The talk is intended to introduce Apache Atlas and its capabilities to audience. It is also intended to invite potential developers to contribute to the Apache Atlas project.
Apache Atlas Project Introduction
Data Governance challenge and use case scenarios
Cross component lineage capability of Atlas
Apache Ranger integration to enforce tag based policies
Model Spark Dataframe as an Atlas type
Demo based on the above model
Invitation to contribute
More details on Order of presentation
Why Apache Atlas(What are the use cases)
Enterprises have 100s of ETL pipelines wherein developers take the source data, apply transformations and persist the result into the warehouse. Now, if an upstream pipeline breaks/fails, how does the owner of current dataset narrow down on the cause and culprit ETL pipeline. Further, if the current pipeline breaks, the owner has no mechanism to alert the owners of downstream processes. A tool which could keep track of the provenance/lineage/impact of a dataset would solve this issue. Atlas has the capability to track lineage of the datasets.

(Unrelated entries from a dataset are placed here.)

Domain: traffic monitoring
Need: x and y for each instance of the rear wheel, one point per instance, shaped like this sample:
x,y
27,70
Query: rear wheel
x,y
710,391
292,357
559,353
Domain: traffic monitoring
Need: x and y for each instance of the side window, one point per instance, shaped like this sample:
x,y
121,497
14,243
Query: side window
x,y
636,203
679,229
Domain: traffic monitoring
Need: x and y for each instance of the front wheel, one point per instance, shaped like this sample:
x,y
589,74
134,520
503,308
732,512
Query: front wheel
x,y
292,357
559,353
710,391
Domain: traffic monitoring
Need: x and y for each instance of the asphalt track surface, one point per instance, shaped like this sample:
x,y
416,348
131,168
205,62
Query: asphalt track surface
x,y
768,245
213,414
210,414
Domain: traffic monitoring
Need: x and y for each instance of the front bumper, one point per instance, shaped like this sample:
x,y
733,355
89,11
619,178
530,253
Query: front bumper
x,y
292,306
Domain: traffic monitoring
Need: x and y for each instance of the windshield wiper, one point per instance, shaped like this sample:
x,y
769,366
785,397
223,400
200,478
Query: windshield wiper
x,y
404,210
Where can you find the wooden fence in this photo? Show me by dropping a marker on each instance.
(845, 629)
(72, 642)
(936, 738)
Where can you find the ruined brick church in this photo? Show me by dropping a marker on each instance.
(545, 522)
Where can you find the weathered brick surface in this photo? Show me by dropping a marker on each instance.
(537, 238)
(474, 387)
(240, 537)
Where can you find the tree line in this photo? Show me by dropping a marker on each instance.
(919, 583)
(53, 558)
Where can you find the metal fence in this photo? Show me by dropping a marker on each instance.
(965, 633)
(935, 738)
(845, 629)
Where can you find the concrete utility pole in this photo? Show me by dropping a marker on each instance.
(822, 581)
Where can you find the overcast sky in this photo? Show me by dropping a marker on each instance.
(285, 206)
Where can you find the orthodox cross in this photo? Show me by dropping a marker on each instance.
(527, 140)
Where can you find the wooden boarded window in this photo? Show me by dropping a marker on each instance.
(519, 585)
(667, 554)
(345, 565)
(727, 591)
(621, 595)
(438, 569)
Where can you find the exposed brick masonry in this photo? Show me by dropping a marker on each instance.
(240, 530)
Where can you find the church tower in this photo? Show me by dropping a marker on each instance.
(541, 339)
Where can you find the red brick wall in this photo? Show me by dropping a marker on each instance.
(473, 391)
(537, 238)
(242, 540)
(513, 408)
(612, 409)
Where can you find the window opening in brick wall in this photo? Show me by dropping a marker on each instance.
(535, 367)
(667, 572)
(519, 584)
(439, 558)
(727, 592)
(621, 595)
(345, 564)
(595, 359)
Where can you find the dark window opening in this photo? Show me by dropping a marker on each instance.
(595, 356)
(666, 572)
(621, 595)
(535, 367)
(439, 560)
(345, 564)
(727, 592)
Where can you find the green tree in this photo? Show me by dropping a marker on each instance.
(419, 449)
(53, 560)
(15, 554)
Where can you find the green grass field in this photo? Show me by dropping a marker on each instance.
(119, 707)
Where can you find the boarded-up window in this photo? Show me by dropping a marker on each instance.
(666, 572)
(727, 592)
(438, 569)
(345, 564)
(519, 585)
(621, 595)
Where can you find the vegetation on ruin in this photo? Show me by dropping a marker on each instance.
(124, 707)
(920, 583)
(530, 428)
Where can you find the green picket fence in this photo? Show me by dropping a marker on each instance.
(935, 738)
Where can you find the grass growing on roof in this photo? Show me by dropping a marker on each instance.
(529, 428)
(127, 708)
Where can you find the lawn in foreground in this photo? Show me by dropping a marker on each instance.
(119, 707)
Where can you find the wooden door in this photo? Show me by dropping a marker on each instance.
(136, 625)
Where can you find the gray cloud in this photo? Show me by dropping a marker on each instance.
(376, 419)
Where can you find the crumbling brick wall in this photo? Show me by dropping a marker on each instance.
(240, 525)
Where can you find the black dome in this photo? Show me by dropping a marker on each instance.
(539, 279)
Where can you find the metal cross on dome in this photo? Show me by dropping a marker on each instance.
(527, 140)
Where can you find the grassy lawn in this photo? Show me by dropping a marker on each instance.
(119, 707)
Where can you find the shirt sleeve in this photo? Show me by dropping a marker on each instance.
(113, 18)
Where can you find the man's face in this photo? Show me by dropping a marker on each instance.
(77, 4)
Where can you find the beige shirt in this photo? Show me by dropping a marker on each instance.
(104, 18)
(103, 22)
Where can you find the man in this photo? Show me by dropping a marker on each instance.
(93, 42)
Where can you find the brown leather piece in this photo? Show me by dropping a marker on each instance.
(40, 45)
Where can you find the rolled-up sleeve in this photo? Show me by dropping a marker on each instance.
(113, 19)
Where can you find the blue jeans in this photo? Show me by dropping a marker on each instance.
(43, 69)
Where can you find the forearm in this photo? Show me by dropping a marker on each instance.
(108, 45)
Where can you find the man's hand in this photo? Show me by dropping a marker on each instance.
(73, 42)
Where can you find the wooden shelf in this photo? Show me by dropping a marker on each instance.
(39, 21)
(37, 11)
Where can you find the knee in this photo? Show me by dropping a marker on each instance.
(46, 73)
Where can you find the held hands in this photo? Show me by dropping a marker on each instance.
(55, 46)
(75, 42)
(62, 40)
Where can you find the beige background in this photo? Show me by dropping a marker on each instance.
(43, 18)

ETL redundancy is another striking issue in current enterprise Hadoop deployments. Many developers process data and persist it to the warehouse. They don’t have any mechanism to detect if the result they need is already computed and resides in a dataset. Using the lineage diagram and classification feature of Atlas, developers can look into the details of derived datasets and skip the expensive processing if the information is already available in one of the derived datasets.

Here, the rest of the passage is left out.